All five ships were mobilized as part of the 5th Battle Squadron at Britain's entry into the First World War in August 1914. They were initially based in the English Channel, and they helped to escort the British Expeditionary Force across the Channel in August. Venerable was sent to bombard German positions along the coast of Flanders in October, while Queen was temporarily detached to guard against a rumoured German cruiser attack. On 26 November, Bulwark was accidentally destroyed by an internal explosion, probably the result of improper ammunition handling procedures. The four surviving members of the class remained in the Channel, not seeing further action until early 1915, when in early March, Venerable was recalled to the coast of Flanders to shell German positions, which she did through May that year. At the same time, London, Queen, and Prince of Wales were ordered to the Dardanelles, where they were to join the Gallipoli Campaign against the Ottoman Empire.

The three battleships joined the British and French fleet for the landings at Cape Helles and at Anzac Cove, conducted on 25 April. The three ships supported the landing of the 3rd Australian Brigade at Anzac Cove. Over the course of the landing, London, Queen, and Prince of Wales provided covering fire as the ANZAC troops advanced inland and helped to suppress Ottoman artillery. In May, the three ships were reassigned to the 2nd Detached Squadron, which was tasked with supporting the Italian Regia Marina (Royal Navy) in the Adriatic Sea, where it contained the Austro-Hungarian Navy. Admiral Paolo Thaon di Revel, the Italian naval chief of staff, believed that the threat from Austro-Hungarian submarines and naval mines in the narrow waters of the Adriatic was too serious for him to use the fleet in an active way. He therefore kept his most modern battleships, plus the British ones, at Taranto to blockade the Austro-Hungarians. Also in May, Venerable was transferred from the Channel to the Dardanelles; she supported Allied forces ashore in August, before being refit in October and transferred to the 2nd Detached Squadron in December.

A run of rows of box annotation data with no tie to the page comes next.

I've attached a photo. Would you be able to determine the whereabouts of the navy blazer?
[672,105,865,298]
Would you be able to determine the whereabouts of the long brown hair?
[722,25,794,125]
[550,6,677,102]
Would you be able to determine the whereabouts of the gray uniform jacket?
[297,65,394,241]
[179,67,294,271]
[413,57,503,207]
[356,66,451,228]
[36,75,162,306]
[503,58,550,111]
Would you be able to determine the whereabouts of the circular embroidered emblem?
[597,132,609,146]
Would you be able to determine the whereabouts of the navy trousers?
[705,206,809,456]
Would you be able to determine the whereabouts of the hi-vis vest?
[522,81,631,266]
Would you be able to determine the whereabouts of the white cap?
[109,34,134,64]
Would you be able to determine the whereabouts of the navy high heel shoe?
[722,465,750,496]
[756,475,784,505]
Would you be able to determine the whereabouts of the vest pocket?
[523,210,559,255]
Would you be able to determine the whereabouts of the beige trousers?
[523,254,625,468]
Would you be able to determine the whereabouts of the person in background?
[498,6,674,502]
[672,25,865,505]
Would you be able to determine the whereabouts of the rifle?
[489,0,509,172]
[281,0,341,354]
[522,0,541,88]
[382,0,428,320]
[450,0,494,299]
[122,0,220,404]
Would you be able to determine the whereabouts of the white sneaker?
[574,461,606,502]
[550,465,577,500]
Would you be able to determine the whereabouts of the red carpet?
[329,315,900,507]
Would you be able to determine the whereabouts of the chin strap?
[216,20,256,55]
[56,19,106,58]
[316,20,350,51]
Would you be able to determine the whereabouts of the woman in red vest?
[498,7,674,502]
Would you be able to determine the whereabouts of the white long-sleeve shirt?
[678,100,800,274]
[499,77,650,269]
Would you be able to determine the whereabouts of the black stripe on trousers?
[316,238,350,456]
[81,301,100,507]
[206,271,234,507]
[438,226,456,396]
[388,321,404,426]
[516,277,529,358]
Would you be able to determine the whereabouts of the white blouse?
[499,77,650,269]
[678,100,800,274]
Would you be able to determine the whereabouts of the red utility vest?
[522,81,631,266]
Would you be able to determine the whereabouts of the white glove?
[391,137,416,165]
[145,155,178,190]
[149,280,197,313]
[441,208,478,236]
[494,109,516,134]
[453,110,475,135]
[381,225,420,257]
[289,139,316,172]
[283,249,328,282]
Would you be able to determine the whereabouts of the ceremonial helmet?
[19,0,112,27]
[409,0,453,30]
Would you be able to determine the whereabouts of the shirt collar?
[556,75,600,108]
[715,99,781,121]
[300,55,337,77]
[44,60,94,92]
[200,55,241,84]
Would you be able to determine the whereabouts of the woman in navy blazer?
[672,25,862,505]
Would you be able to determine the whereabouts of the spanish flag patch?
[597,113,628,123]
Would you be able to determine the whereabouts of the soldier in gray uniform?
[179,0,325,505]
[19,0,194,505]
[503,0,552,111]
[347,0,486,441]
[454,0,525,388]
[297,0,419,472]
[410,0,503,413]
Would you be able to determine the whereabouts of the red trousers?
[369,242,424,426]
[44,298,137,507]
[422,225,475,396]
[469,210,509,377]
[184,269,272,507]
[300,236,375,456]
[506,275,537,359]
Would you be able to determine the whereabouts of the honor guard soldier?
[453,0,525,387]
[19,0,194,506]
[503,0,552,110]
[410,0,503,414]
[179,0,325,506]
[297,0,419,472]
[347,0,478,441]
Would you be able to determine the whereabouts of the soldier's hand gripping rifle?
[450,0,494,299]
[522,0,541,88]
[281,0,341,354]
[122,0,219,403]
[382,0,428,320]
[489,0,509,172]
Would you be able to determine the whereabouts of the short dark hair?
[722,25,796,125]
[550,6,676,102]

In late 1916, Queen was converted into a depot ship to support the Otranto Barrage; she was gradually disarmed over the following year, with the guns being sent ashore to strengthen Italian artillery fighting in northern Italy. Also in late 1916, London and Venerable returned to Britain, where they were decommissioned. In February 1917, Prince of Wales was also recalled to Britain, where she was reduced to a barracks ship. From February to April 1918, London was converted into a minelayer, and she operated in that role for the rest of the war. At the same time, Venerable became a depot ship supporting minelayers in the North Sea.

===Post-war fates===
None of the surviving ships remained in service long after the end of the war. Venerable was the first to be decommissioned, in December 1918 immediately after the war. London was reduced to a depot ship in January 1919 and was assigned to the 3rd Fleet. Queen returned to Britain in April 1919, where she was placed for sale in May along with Venerable. Queen and Prince of Wales were sold in 1920 and were broken up the following year in Britain. London remained in service until January 1920 and in March was also placed for sale; she and Venerable were sold in June that year, ultimately being scrapped in Germany in 1922.

The only extant British-built pre-dreadnought remaining today, the Japanese battleship was also built to a modified Formidable design, the chief difference being the addition of another pair of 6-inch guns.